There’s a lot going on these days – so much that it’s easy to miss a thing a two. Here’s a look at some of the most recent developments that could have a major impact on Medicare.
Expanded Telehealth Benefits Could Become Permanent
In response to the COVID-19 pandemic, CMS expanded telehealth benefits. Now, there’s a push to make these benefits permanent. Even before the pandemic, telehealth had been gaining steam, and new rules let Medicare Advantage plans provide increased telehealth benefits. So why not make telehealth benefits standard for all Medicare beneficiaries? According to mHealth Intelligence, multiple bills have proposed just that. CMS appears to be listening – a recent announcement from CMS states that changes to expand telehealth permanently are now being proposed in response to the Executive Order on Improving Rural and Telehealth Access, just signed by President Trump.
2021 Prescription Drug Costs Announced
Seniors can end up spending a lot of money on prescription drugs – sometimes, more money than they can afford. Medicare Part D premiums have actually gone down in recent years, however, and CMS recently announced that the average basic premium for 2021 will be about $30.50. That’s only $0.50 more than the 2020 average, which was the lowest premium since 2013. Overall, premiums have decreased by 12 percent since 2017. Medicare enrollees with diabetes may also be paying less for insulin in 2021, thanks to the establishment of plans that offer out-of-pocket costs of no more than $35 per month.
2021 Might Not Include a Cost of Living Adjustment
The Social Security cost-of-living adjustment is based on the Consumer Price Index, and the current problems in the economy mean that seniors might not get a boost in 2021. According to The Motley Fool, the first six months of 2020 point to there being no COLA. The remaining portion of the year could change this, but if COVID-19 cases continue to increase and more shutdowns occur as a result, that’s probably not likely. However, the hold harmless provision means that current Medicare enrollees will not see their Medicare Part B premiums increase more than the COLA.

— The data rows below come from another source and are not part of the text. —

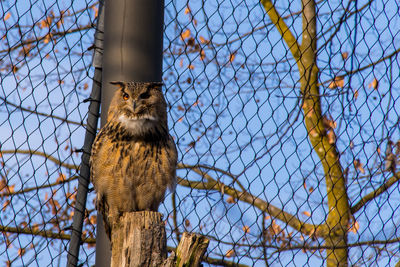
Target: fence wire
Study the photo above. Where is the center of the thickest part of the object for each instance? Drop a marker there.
(278, 165)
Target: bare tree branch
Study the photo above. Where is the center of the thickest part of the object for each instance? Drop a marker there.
(372, 195)
(39, 153)
(41, 113)
(307, 229)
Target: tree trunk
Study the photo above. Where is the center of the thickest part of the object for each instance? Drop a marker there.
(139, 240)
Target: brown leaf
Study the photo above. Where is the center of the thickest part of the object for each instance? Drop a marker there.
(21, 252)
(187, 10)
(61, 178)
(232, 57)
(202, 54)
(331, 137)
(7, 16)
(354, 227)
(374, 84)
(185, 34)
(203, 40)
(230, 253)
(307, 213)
(328, 123)
(358, 165)
(337, 82)
(355, 94)
(230, 200)
(187, 223)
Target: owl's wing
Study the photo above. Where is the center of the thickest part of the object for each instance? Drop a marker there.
(173, 158)
(103, 208)
(101, 203)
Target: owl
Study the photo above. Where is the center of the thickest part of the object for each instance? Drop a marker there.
(133, 159)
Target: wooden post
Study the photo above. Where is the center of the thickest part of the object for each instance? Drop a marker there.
(139, 240)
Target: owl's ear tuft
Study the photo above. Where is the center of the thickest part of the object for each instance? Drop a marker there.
(119, 84)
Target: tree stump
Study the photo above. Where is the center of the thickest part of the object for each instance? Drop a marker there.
(139, 240)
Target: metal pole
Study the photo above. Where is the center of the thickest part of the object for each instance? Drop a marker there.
(133, 38)
(84, 170)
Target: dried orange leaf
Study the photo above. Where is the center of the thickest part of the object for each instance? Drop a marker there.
(354, 228)
(7, 16)
(331, 137)
(187, 223)
(374, 84)
(328, 123)
(356, 94)
(307, 213)
(358, 165)
(202, 54)
(61, 178)
(187, 10)
(230, 200)
(232, 57)
(185, 34)
(203, 40)
(21, 252)
(337, 82)
(230, 253)
(96, 11)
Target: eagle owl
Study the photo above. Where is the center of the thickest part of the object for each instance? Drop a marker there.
(133, 158)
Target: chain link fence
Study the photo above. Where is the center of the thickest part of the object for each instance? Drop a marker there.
(285, 115)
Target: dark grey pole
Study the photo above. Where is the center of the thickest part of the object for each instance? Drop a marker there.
(133, 38)
(91, 129)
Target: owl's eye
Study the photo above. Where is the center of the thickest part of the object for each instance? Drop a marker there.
(125, 96)
(144, 95)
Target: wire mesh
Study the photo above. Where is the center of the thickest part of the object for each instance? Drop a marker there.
(278, 165)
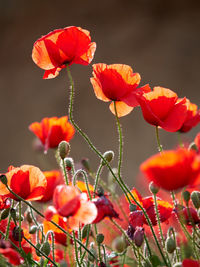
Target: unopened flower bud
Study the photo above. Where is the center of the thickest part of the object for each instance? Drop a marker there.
(3, 179)
(170, 245)
(138, 236)
(45, 247)
(33, 229)
(193, 146)
(17, 233)
(186, 196)
(153, 188)
(69, 163)
(100, 238)
(108, 156)
(63, 149)
(132, 207)
(5, 214)
(195, 197)
(86, 164)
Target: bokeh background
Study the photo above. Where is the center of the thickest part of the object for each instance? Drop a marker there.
(159, 39)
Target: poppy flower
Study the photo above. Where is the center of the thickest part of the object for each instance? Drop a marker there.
(69, 202)
(172, 169)
(53, 178)
(192, 117)
(117, 83)
(51, 131)
(62, 47)
(162, 107)
(104, 209)
(26, 181)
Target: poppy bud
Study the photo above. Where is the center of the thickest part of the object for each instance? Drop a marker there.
(3, 179)
(118, 244)
(153, 188)
(45, 247)
(170, 245)
(193, 146)
(195, 196)
(63, 149)
(5, 214)
(108, 156)
(132, 207)
(100, 238)
(138, 236)
(186, 196)
(69, 163)
(17, 233)
(33, 229)
(86, 164)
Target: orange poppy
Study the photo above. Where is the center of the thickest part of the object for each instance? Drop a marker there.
(69, 202)
(53, 178)
(51, 131)
(26, 181)
(162, 107)
(192, 117)
(118, 83)
(62, 47)
(172, 169)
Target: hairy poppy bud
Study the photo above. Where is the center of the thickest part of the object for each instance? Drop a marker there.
(170, 245)
(86, 164)
(5, 214)
(33, 229)
(186, 196)
(17, 233)
(138, 236)
(195, 196)
(3, 179)
(100, 238)
(108, 156)
(153, 188)
(45, 247)
(63, 149)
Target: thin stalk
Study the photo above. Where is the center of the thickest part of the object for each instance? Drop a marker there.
(120, 140)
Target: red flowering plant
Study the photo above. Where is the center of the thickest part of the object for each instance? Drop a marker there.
(86, 223)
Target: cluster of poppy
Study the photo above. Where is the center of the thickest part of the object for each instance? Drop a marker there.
(72, 208)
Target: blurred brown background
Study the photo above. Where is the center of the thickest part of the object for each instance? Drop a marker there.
(159, 39)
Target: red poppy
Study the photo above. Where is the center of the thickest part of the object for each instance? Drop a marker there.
(172, 169)
(26, 181)
(190, 263)
(51, 131)
(62, 47)
(104, 209)
(192, 117)
(161, 107)
(69, 202)
(117, 83)
(53, 178)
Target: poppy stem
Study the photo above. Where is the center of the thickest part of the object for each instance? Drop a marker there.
(160, 148)
(120, 140)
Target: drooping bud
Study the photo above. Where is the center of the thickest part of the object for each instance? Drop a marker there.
(63, 149)
(33, 229)
(46, 248)
(100, 238)
(153, 188)
(17, 233)
(138, 236)
(170, 245)
(3, 179)
(186, 196)
(195, 197)
(108, 156)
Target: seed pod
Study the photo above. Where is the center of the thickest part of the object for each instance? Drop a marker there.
(63, 149)
(170, 245)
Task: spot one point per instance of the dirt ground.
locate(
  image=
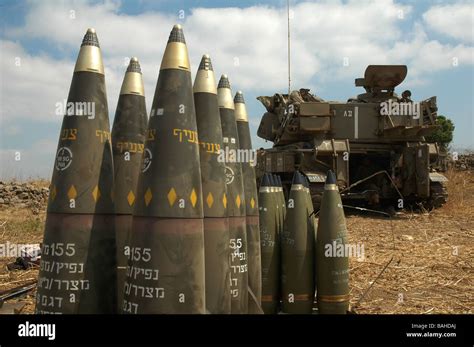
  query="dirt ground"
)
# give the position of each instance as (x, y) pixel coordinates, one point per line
(428, 257)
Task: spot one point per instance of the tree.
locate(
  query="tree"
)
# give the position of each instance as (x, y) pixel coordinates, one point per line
(444, 134)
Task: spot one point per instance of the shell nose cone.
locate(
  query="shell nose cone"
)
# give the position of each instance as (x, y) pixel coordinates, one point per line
(239, 98)
(90, 38)
(134, 65)
(331, 178)
(278, 178)
(224, 82)
(206, 63)
(177, 34)
(298, 178)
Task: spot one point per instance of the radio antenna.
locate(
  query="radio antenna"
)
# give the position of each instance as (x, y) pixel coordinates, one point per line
(289, 55)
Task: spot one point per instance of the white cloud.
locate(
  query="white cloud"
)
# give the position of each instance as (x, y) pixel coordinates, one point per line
(323, 34)
(456, 20)
(35, 161)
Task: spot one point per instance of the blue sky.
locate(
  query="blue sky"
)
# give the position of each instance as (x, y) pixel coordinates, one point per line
(246, 39)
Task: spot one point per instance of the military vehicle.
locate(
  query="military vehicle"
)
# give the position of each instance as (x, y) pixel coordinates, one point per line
(373, 142)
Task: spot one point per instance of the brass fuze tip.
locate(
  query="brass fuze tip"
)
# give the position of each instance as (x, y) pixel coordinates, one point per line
(205, 81)
(176, 52)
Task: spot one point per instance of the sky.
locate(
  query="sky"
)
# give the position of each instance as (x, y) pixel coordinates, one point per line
(332, 42)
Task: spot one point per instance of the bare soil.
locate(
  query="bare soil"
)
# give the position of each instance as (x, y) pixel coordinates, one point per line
(429, 255)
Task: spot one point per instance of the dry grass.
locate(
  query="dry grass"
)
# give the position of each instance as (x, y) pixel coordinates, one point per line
(19, 226)
(425, 275)
(431, 270)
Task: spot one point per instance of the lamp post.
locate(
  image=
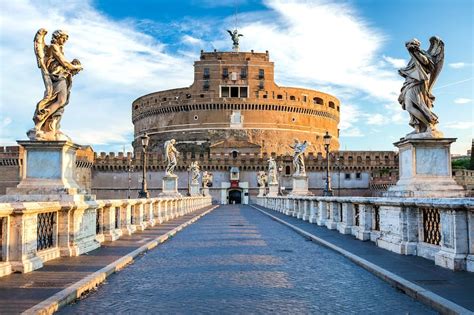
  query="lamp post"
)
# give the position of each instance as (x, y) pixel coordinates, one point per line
(144, 192)
(280, 168)
(327, 142)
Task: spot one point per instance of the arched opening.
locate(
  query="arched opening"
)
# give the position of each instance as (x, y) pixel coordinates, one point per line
(235, 196)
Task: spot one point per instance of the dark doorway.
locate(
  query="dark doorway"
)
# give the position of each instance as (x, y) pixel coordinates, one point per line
(235, 196)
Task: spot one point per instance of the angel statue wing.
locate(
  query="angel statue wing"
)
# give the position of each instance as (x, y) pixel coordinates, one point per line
(40, 48)
(166, 145)
(436, 52)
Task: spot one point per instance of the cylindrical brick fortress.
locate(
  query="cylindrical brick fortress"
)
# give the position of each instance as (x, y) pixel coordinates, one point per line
(234, 96)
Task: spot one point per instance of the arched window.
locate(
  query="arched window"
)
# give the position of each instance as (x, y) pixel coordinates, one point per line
(318, 100)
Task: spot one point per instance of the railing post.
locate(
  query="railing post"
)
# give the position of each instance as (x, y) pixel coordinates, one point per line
(313, 211)
(454, 240)
(362, 232)
(333, 219)
(345, 226)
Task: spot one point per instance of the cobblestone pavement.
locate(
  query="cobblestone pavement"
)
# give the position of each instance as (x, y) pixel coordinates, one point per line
(237, 260)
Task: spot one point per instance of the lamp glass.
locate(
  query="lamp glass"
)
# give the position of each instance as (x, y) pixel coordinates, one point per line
(145, 139)
(327, 138)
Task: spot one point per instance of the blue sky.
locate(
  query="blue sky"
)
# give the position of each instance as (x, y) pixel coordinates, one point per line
(351, 49)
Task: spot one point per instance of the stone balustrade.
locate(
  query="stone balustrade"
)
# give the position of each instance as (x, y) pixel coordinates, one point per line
(32, 233)
(438, 229)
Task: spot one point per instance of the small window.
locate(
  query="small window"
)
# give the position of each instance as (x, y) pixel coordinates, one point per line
(225, 91)
(243, 91)
(318, 100)
(234, 91)
(206, 73)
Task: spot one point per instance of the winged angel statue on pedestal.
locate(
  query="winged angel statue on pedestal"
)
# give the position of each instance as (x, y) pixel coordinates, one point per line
(57, 75)
(420, 75)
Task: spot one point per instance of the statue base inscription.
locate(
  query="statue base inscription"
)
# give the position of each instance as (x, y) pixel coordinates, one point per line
(425, 169)
(300, 186)
(194, 190)
(272, 190)
(48, 173)
(170, 187)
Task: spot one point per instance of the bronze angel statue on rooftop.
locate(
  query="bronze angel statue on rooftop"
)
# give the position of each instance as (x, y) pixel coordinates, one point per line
(420, 75)
(57, 75)
(235, 38)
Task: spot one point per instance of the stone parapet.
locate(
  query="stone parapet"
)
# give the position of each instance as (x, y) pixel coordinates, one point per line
(440, 229)
(32, 233)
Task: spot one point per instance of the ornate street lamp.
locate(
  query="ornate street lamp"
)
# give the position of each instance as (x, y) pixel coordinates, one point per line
(144, 192)
(280, 169)
(327, 142)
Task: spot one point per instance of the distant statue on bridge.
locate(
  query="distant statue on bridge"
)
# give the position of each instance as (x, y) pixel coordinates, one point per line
(171, 155)
(272, 171)
(195, 172)
(57, 75)
(235, 39)
(298, 157)
(207, 179)
(262, 179)
(420, 75)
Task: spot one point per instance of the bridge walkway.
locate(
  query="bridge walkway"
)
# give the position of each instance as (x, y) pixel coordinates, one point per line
(238, 260)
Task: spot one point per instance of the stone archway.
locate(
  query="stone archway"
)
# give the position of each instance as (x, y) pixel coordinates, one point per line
(235, 196)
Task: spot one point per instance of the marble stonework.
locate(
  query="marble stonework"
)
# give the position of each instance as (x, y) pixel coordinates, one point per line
(425, 169)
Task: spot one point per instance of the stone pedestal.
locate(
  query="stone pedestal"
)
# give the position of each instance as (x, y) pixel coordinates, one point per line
(194, 189)
(170, 187)
(48, 174)
(425, 169)
(272, 190)
(300, 186)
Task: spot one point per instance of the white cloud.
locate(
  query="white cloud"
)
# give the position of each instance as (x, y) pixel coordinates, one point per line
(459, 65)
(462, 100)
(190, 40)
(459, 125)
(320, 43)
(120, 64)
(396, 63)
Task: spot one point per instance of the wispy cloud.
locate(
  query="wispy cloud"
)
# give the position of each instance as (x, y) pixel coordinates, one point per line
(463, 100)
(396, 63)
(459, 125)
(459, 65)
(120, 64)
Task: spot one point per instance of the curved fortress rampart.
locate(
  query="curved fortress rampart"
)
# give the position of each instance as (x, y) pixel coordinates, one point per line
(234, 96)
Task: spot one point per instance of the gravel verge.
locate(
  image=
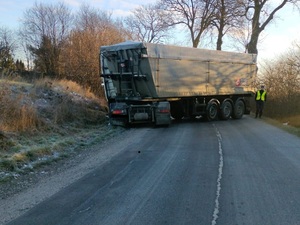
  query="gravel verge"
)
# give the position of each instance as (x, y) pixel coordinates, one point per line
(24, 192)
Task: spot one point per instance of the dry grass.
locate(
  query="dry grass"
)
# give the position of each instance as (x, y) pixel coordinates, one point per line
(45, 121)
(16, 110)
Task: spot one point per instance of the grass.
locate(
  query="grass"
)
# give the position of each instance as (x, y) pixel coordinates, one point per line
(46, 121)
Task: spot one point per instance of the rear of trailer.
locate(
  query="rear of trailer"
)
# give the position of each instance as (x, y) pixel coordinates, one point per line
(153, 83)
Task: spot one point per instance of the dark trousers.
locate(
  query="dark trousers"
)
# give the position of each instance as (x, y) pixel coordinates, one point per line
(259, 108)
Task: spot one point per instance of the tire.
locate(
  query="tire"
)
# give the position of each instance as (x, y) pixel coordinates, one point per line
(212, 111)
(177, 110)
(226, 110)
(239, 109)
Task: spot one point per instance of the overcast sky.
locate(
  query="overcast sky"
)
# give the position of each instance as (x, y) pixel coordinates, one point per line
(278, 36)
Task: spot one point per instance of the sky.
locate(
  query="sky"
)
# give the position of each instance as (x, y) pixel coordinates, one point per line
(277, 38)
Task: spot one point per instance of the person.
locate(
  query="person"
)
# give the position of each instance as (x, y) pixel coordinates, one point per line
(260, 98)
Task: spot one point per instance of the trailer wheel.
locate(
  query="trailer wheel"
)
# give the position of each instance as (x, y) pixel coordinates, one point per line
(226, 110)
(177, 110)
(239, 109)
(212, 111)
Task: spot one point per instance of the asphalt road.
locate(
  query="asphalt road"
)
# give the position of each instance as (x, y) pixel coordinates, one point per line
(224, 172)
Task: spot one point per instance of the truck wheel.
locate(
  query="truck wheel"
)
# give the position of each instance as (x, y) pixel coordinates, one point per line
(226, 110)
(239, 109)
(212, 111)
(177, 110)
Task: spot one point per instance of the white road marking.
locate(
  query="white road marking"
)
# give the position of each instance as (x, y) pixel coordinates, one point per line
(221, 163)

2021 Medicare B Premiums May Increase
Medicare Part B premiums could go up in 2021 – unless government action is taken. According to Forbes, the HEALS Act may include a provision that prevents a Medicare Part B cost increase.
Medicare Funding Takes a Hit
The unemployment rate has increased because of the pandemic, and that means fewer people are paying payroll taxes. That could have a big impact on Medicare and Social Security. According to The Hill, the Social Security retirement fund might now run out of money in 2031, instead of 2036 as previous forecasted.